How To Coach It Fast (So Reps Stay High)#
Coach in 10–15 second bursts. Demonstrate once, then let them get a few reps while you fix one thing at a time. If the gym gets messy, stop the whole group, reset spacing, and restart with one clear rule (for example: “no one crosses under the net” and “only shaggers chase balls”).
The 90-Minute Practice Plan#
9 periods · Middle School · Beginner
Customize this plan in PracticePlan →Partners with one ball per pair, spread sideline-to-sideline (keep the space under the net clear). Go 30 seconds each: ready-position hops, then toss-and-catch while moving forward/back, then forearm pass to self-catch. Finish with 10 “platform pops” (pass to self) where they freeze arms straight for a full second after contact. Most players will start swinging their arms. When you see it, pause that pair and require three perfect reps with a 1-second freeze before they rejoin the flow. If they’re struggling, allow pass-touch-catch every time. If they’re ready, require five clean self-passes in a row before switching roles.
Players line up on the end line on flat discs with no balls; coach demos with one ball. Show the motion once, then run 10 dry reps together: step, small toss with the hand up, hit hand to a “high five” contact point, and freeze the finish. Add five more reps where they say the cue on contact (“flat hand!”) to lock in the feel. Keep it moving: call “Ready… step… toss… freeze” as a cadence so the whole group stays synced. If the toss is wild, pull them out for a quick toss-only reset (five tosses that land on/near the front foot), then plug them back in. If they’re ready, have them call a target before the rep (for example, “deep middle”).
Set 3–4 serving lanes across the end line with discs. Put 2–3 big cone targets in the opposite court (deep middle and deep corners). Put one shagger per lane behind the far end line; their job is to stop balls and roll them back down the lane (no throwing). Run it as lane totals: each lane is “first to 5 in-bounds.” Rotate every serve (serve → peel to the side → grab the rolled ball → back of your lane). When a lane hits 5, everyone in that lane takes one big step back. Coach adjustment: if we’re spraying serves and chasing balls, move everyone up to the 10-foot line for 2 minutes, demand clean toss + freeze, then earn steps back on makes.

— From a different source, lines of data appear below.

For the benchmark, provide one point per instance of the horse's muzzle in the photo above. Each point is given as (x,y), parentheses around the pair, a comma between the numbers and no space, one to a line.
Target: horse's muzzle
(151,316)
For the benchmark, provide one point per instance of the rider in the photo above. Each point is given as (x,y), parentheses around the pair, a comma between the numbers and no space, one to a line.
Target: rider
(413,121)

Quick drink. Keep it truly short: start a 2-minute timer and call “30 seconds!” for the last warning. Coach reminder as they return: today we care more about in-bounds and a repeatable toss than speed.

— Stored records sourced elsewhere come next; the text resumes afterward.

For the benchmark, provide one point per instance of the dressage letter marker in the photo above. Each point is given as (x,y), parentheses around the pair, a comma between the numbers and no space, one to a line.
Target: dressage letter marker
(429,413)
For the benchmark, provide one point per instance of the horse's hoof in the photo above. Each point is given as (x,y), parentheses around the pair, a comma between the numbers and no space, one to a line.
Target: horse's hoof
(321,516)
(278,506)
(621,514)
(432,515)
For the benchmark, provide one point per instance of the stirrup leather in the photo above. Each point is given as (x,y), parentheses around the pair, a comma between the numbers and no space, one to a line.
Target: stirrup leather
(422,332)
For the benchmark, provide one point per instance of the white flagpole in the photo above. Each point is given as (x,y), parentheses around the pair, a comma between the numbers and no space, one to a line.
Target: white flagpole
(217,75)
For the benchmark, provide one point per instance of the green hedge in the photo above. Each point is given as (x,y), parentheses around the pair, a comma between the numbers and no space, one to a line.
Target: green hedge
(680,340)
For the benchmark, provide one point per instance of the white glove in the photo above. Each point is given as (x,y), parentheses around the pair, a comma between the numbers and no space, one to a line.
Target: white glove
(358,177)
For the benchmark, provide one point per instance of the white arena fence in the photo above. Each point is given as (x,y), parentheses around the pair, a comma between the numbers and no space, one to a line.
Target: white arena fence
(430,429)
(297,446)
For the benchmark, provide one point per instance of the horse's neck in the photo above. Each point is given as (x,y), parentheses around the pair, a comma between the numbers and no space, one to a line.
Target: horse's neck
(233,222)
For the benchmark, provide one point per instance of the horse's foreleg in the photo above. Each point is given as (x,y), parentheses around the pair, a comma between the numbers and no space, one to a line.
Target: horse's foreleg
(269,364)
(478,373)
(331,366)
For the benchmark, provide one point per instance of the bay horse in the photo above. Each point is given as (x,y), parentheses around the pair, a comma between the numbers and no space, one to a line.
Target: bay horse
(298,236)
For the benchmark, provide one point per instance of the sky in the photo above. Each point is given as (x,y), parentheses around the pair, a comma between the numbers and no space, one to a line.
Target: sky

Set three passer home discs (left/middle/right) around midcourt depth on one side. Put a hoop/target at the setter spot near the net in the middle. Coach is on the other side with a cart for consistent underhand serves or firm tosses. Walk them to the dots and explain lanes (left owns left, right owns right, middle helps seams). Run 12–15 balls total. Rotate passers every three balls: three in, three out. Require a verbal call before contact. In the last 30 seconds of this period, pre-assign two “ball bosses” (balls stay in cart/corral) and two “net safety” players (no one crosses under the net). Tell them those jobs start after the next water break.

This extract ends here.